At the 28th China Beijing International Science and Technology Industry Expo, a large model capable of "understanding" Tibetan and creating content in Tibetan thinking became the focus of attention. Named "DeepZang," this large model was deeply developed by a research team from Tibet University, not only demonstrating breakthroughs in multilingual processing by AI, but also marking that minority languages are accelerating their integration into the global digital wave.
For a long time, mainstream general large models have primarily been trained with Chinese and English as core languages, often leading to issues such as heavy translation style and stiff fluency when dealing with minority languages like Tibetan. To break this deadlock, the development team collected nearly 70 million parallel Tibetan-Chinese sentences and gathered over 30,500 hours of voice data, fully covering the three major Tibetan dialect regions: U-Tsang, Kham, and Amdo.
The unique feature of this large model lies in its "original language thinking" capability. At the expo, it demonstrated high practicality: from drafting a yak transaction contract, to composing a poem praising parents, and even providing professional nutritional advice, the AI's responses were both accurate and rich in the unique cultural flavor of the Tibetan language. More notably, by combining voiceprint recognition with dialect classification technology, it effectively solved the communication difficulties caused by the significant differences in spoken Tibetan dialects. Even users with low literacy levels can interact easily through voice.
Technological advancement directly translates into improved productivity. Lobsang Dunyu, a translator working in Shannan, Tibet, said that AI-assisted translation allowed a document that previously required three people to work together and took 40 minutes to complete, now to be finished by one person in just over 20 minutes. Currently, the user base of "DeepZang" has exceeded 300,000, with more than 70% of users aged between 18 and 40, covering remote areas including Tibet, Qinghai, Sichuan, and Gansu.

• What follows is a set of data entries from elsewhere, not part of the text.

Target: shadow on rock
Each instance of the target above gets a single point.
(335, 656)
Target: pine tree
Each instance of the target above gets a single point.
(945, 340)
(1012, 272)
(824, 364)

Despite its impressive performance, the commercialization path of Tibetan AI still faces challenges such as high computing power costs and financial pressure. In response, relevant officials stated that participating in the expo for the first time aimed to find like-minded partners to jointly overcome challenges related to computing power and business cycles. With the improvement of 5G networks and power infrastructure throughout Tibet, Tibetan AI is expected to become a solid bridge connecting Tibetan speakers with the modern digital world in the future.